Climate campaigners are calling for wealth taxes on the top 1 per cent to limit their pollution and pay for damages.
The richest 1 per cent of people have already blown through their fair share of the global carbon budget for the year just 10 days into January.
That’s according to a new analysis from Oxfam, which takes aim at the “lavish lifestyles” of the super-rich for fuelling the climate crisis.
‘Pollutocrat Day’, as the anti-poverty and inequality organisation has dubbed it, falls in a week marred by terrifying scenes of climate-driven devastation in Los Angeles.
“The future of our planet is hanging by a thread. The margin for action is razor-thin, yet the super-rich continue to squander humanity’s chances with their lavish lifestyles, polluting stock portfolios and pernicious political influence,” says Oxfam International’s Climate Change Policy Lead, Nafkote Dabi.
“This is theft – pure and simple – a tiny few robbing billions of people of their future to feed their insatiable greed.”
Who are the richest 1 per cent?
Oxfam’s analysis first looks at the amount of CO2 that can be added to the atmosphere without breaching 1.5°C of warming – beyond which climate disasters like the fires engulfing LA will proliferate.

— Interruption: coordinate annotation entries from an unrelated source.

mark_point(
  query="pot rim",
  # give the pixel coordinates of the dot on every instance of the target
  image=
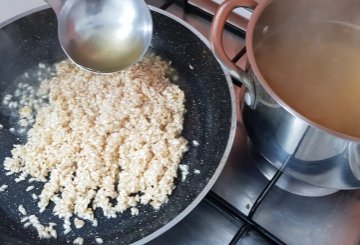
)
(256, 70)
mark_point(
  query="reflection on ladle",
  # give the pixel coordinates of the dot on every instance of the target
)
(103, 36)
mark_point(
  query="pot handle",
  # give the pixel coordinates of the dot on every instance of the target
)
(216, 43)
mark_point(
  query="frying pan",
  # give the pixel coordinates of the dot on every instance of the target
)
(210, 120)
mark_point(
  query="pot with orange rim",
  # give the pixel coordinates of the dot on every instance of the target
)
(302, 89)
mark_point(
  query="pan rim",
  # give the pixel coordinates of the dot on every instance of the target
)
(227, 150)
(232, 131)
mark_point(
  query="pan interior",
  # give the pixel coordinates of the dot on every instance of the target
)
(33, 39)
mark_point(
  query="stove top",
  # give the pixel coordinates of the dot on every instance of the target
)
(248, 204)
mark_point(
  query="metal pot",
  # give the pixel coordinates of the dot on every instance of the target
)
(210, 121)
(301, 147)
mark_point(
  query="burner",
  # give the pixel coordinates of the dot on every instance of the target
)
(286, 182)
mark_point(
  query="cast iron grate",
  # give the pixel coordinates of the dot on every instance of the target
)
(247, 220)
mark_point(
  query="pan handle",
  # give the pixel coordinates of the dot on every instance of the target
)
(216, 42)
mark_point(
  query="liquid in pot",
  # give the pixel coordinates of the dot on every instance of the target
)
(316, 71)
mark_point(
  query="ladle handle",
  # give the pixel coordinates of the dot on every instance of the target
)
(56, 5)
(216, 42)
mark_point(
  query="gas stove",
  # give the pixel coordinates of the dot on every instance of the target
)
(252, 202)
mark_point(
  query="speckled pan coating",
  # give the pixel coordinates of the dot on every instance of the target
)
(210, 120)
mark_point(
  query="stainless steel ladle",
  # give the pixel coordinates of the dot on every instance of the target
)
(103, 35)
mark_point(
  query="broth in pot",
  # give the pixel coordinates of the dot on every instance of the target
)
(316, 71)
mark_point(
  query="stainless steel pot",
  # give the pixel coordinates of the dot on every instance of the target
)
(290, 141)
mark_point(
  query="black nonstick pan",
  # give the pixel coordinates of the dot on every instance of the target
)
(210, 120)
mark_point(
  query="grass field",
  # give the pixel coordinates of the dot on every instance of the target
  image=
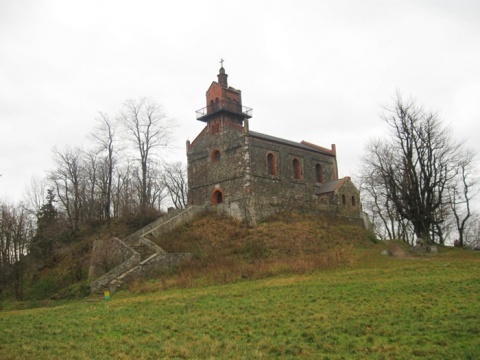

With the global population set to reach 8.5 billion in 2030, it calculates that a ‘fair share’ of 1.5°C-compatible CO2 emissions per person is 2.1 tonnes a year.
But the richest 1 per cent of people are tearing through around 76 tonnes of CO2 each year. They comprise 77 million individuals – including billionaires, millionaires, and those earning over $140,000 (€136,000) per year in purchasing power parity (PPP) terms, which aligns different currencies.
Previous Oxfam research found that this wealthy minority were responsible for 15.9 per cent of global CO2 emissions in 2019. The bottom 50 per cent accounted for just 7.7 per cent of all emissions that year.
And while the super-rich have hit their 2025 limit within 10 days, it would take someone from the poorest half of the global population nearly three years to use up their share of the annual global carbon budget.
Super-polluters should foot the climate bill, Oxfam says
To meet the 1.5°C goal, Oxfam found that the richest 1 per cent needs to cut their emissions by 97 per cent by 2030. But they’re unlikely to tighten their carbon spending to that extent willingly.
“Governments need to stop pandering to the richest. Rich polluters must be made to pay for the havoc they’re wreaking on our planet,” says Dabi.
“Tax them, curb their emissions, and ban their excessive indulgences – private jets, superyachts, and the like. Leaders who fail to act are effectively choosing complicity in a crisis that threatens the lives of billions.”
Such calls to action are getting increasingly loud, from various quarters. The G20 group has discussed a minimum global tax of 2 per cent on the world’s roughly 3,000 billionaires. Despite support for Brazil’s proposal from France, Spain and other countries last year, the so-called ‘billionaire tax’ faced pushback at the last meeting in Rio in November.
The COP29 climate conference also heard demands to tax the mega-rich in order to drum up much-needed climate finance. Taxing frequent fliers is another repeated suggestion from climate campaigners.
Such measures would both limit pollution and help source the cash for loss and damage funding.
Oxfam’s report highlights the fittingness of with a series of startling statistics tallying the immense economic damage, extensive crop losses and millions of excess deaths that super-polluters have wrought since 1990.
By 2050, it calculates that the emissions of the richest 1 per cent will cause crop losses that could have provided enough calories to feed at least 10 million people a year in Eastern and Southern Asia.
Oxfam is now urging governments to introduce permanent income and wealth taxes on the top 1 per cent, and ban or punitively tax carbon-intensive luxury consumptions – starting with private jets and superyachts.
It adds that corporations and investors must be regulated to drastically and fairly reduce their emissions.